Mal de parkinson depilatório

7 de Janeiro de 2009

Eu já falei sobre depilação aqui, e continuo me depilando com cera com a mesma pessoa. Porém, ah porém, às vezes surgem aqueles imprevistos. Um convite inesperado para uma piscina, e você tá lá, beirando o chewbacca. Bate aquele leve desespero, e o que acontece? Um buraco luminoso abre no céu e aparece uma gilette flutuante com raios dourados na sua frente. É o milagre da vida, o fim dos pêlos. Oremos para Santa Lisa de Deus.

Tudo seria uma boa saída se eu não tivesse um pequeno problema de coordenação motora com as minhas mãos. Talvez seja por excesso de culpa, já que todos sabemos que usar a gilette é algo feio, bobo e recriminado pela Igreja Católica, pois mutila os pêlos ao invés de retirá-los pela raíz. Então, acontece o temido: eu sempre me corto. Sempre. Ou é na parte da frente da canela, ou do lado no tornozelo. Aí eu descubro que aquela luz que abriu não era do céu e sim do inferno, porque nunca é um simples corte. Não, é sempre algo que nunca mais pára de sangrar. Mas isso acontece na primeira perna e eu ainda tenho a outra (e agradeço por isso, mas…) pra depilar, dando início à difícil tarefa de conter o jorro incrível de sangue de um lado enquanto depilo o outro.

Quando acabo, saio do banheiro para o quarto, deixando um rastro de sangue tipo soldado voltando da guerra. Se alguém perguntar o que houve, não gosto de admitir que sofro de mal de parkinson depilatório e respondo “nada”, o que só agrava a situação. E menos de cinco minutos, mais de 10 pessoas estão batendo na porta e tem uma sirene de ambulância no portão. Eu continuo sangrando por horas, e então resolvo que o melhor a fazer é simplesmente vestir uma calça para sempre e jamais me relacionar com alguém que tenha piscina em casa.

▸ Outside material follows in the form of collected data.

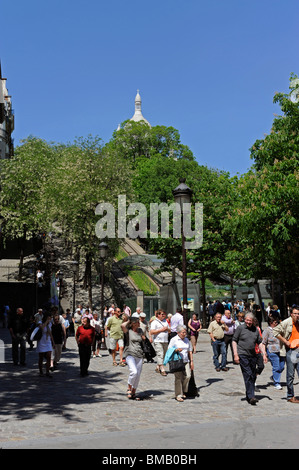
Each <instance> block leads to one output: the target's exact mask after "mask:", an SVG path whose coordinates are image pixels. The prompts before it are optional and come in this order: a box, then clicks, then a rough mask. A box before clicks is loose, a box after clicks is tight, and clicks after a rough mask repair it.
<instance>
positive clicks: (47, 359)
mask: <svg viewBox="0 0 299 470" xmlns="http://www.w3.org/2000/svg"><path fill="white" fill-rule="evenodd" d="M51 320H52V315H51V314H50V313H47V312H46V313H45V314H44V316H43V319H42V322H41V323H40V324H39V325H38V328H39V329H40V330H41V332H42V335H41V338H40V339H39V340H38V342H37V348H36V351H37V352H38V367H39V375H40V377H43V376H44V373H43V362H44V357H45V358H46V376H47V377H52V375H51V374H50V367H51V355H52V350H53V348H55V343H54V339H53V336H52V331H51V328H50V322H51ZM34 335H35V330H34V331H33V333H32V335H31V338H32V339H33V337H34ZM31 338H30V339H31Z"/></svg>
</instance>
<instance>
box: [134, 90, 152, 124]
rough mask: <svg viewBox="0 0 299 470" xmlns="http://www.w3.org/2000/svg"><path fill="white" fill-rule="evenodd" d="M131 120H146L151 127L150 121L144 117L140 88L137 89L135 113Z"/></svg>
mask: <svg viewBox="0 0 299 470" xmlns="http://www.w3.org/2000/svg"><path fill="white" fill-rule="evenodd" d="M130 121H135V122H139V121H144V122H145V123H146V124H148V125H149V126H150V127H151V125H150V123H149V122H148V121H147V120H146V119H145V118H144V117H143V115H142V111H141V96H140V94H139V90H137V94H136V97H135V113H134V116H133V117H132V118H131V119H130Z"/></svg>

Ok, pode não ser bem assim, vai… mas é incrível como sangra aquele porcaria de corte.

Top 5 Famosos BFF

3 de Janeiro de 2009

Quem nunca sonhou ser melhor amigo do seu artista preferido que lance o primeiro mouse. Aquele famoso que a gente sabe até qual a cor preferida de calcinha, mas ele nem imagina que a gente sabe isso. Que se a gente visse na rua, ia tratar como um velho conhecido, mas isso nunca acontece… a não ser que você more no aeroporto, claro. Ou no Rio. Eu consegui lembrar de famosos o suficiente para serem meus miguxos do S2, carne e unha mesmo, e montar o Top 5 Best Friends Forever.

1. Woody Allen


Por tudo que já falei sobre ele aqui no blog, acho que não preciso dar grandes satisfações. Woody seria meu melhor amigo de todos os tempos *insira aqui um gif cegante com muito glitter e palavras miguxas*

2. Wagner Moura


Além de ótimo ator, o Wagner é muito gente boa. Afinal, quem mais seria cantor numa banda de rock brega? Eu e Wagner poderíamos entrar noite adentro cantando Odair José na varanda. Ligaríamos bêbados para o Lázaro Ramos huhu ai, esse Wagner sapecão..

3. Anne Hathaway


Seria o encontro de duas almas perdidas no mundo. Nos tornaríamos amigas ao reconhecer nossos rostos familiares numa loja Bloomingdale’s. Começaríamos a conversar sobre nossa incrível semelhança e descobriríamos diversas outras coisas em comum, como adorar a Audrey Hepburn, por exemplo. Poderíamos trocar de lugar em várias ocasiões, inclusive algumas premieres. Seria MARA!

4. Steve Carell


Steve é o cara perfeito pra ser meu melhor amigo. Ele não precisa fazer caras e bocas, não precisa contar piadas a cada meio minuto, não precisa fazer nada, na verdade, pra ser engraçado. Ele simplesmente é! Ele solta uma piadinha, fica com aquela cara de banana e depois dá uma risadinha sem graça. Steve Carell, ladies and gentlemen!

5. Brad Pitt


Porque todo mundo precisa ter um amigo colírio. Até mesmo pra ter alguma credibilidade perante a sociedade. Seria aquele amigo que todas as suas amigas morrem de inveja, e você diz “o que, o Brad? crescemos juntos… tomando banho de piscina, nos cumprimentando com tapinhas na bunda… imagine só que o sonho da mãe dele era nos ver casados! mas somos apenas bons amigos…”.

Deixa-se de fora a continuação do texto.